• Ei tuloksia

2.5 Teaching emotion expression through voice qualities

2.5.2 Joy, Tenderness, Sadness and Anger as voice qualities

2.5.2.5 Anger

Typical musical expressions of anger include a fast tempo, large tempo variability, minor mode, dissonance, atonality, high sound level, small loudness variability, high pitch, small pitch variability, ascending pitch, major 7th and augmented 4th intervals, strengthened singer's formant, staccato articulation, moderate articulation variability, complex rhythm, sudden rhythmic changes, sharp timbre, spectral noise, fast tone attacks, decays, small timing variability, accents on tonally unstable notes, sharp contrasts between "short" and "long" notes, accelerando, medium-fast vibrato rate, large vibrato extent, and micro-structural irregularity (Juslin & Laukka, 2004).

The list of voice quality features found in the expressions of sung anger in the field of voice science include high loudness, low loudness variation, rise and fall slopes (Scherer, Sundberg, et al., 2017), high equivalent sound level, low Hammarberg index, low-level difference between partials 1 and 2 (H1/H2) (Sundberg et al., 2021), high mean sound level, more short-term variability of sound level (Sundberg et al., 1995), high SPL, high vocal energy, high dynamics (rate, F0 contour, loudness variation), low formant bandwidth, moderate formant frequency, high low-energy frequency variation (Jansens et al., 1997; Scherer, Sundberg, et al., 2017; Scherer et al., 2015), low proportion energy <.5 kHz, low proportion energy

<1 kHz, high alpha ratio, high spectral flatness, high spectral slope, high spectral centroid, narrow bandwidth, weak low frequency energy (Sundberg et al., 2021), flat highly balanced spectrum indicating strong energy in the higher partials, low perturbation variation, high perturbation level, less jitter, and more shimmer (Eyben et al., 2015; Hakanpää et al., 2021a; Scherer, Sundberg, et al., 2017).

From a teachers’ perspective, anger is produced with a high Psub and high medial compression, even a pressed voice production.
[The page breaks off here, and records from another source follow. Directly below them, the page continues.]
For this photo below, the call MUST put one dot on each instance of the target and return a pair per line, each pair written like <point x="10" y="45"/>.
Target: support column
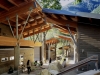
<point x="44" y="48"/>
<point x="16" y="56"/>
<point x="17" y="47"/>
<point x="55" y="50"/>
<point x="49" y="53"/>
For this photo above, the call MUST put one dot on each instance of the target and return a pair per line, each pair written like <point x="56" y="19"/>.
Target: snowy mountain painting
<point x="84" y="6"/>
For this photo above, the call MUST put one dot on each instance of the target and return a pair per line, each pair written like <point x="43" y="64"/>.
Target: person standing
<point x="28" y="66"/>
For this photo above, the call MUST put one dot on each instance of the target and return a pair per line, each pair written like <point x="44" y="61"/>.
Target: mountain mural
<point x="84" y="6"/>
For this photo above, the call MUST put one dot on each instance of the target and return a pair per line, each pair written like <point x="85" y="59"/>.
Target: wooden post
<point x="44" y="48"/>
<point x="17" y="47"/>
<point x="55" y="50"/>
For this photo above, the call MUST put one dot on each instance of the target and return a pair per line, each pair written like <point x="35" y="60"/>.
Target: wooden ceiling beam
<point x="3" y="7"/>
<point x="66" y="31"/>
<point x="26" y="0"/>
<point x="65" y="38"/>
<point x="12" y="24"/>
<point x="58" y="21"/>
<point x="19" y="10"/>
<point x="19" y="16"/>
<point x="43" y="30"/>
<point x="31" y="27"/>
<point x="14" y="3"/>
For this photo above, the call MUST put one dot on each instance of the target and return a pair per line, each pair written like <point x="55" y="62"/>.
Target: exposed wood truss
<point x="59" y="21"/>
<point x="52" y="41"/>
<point x="12" y="42"/>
Articulation is sharp, which calls for the active and fast movement of the articulators. The flat spectrum and narrow bandwidths indicate increased adduction and short open quotient. The overall shortening of the vocal tract by lifting the larynx could help, as could increasing the

position of the F1 through opening the jaw and increasing the interlabial space (Hakanpää et al., 2021b).

3 STUDY QUESTIONS

The main aim of this study was to investigate whether it is possible to teach emotion expression in singing by using vocological information about voice quality and implementing this information to form a training pattern (the parameter modulation technique).

We investigated this by proposing several smaller study questions:

- Are listeners able to recognize emotions in a singing voice from short vowel samples?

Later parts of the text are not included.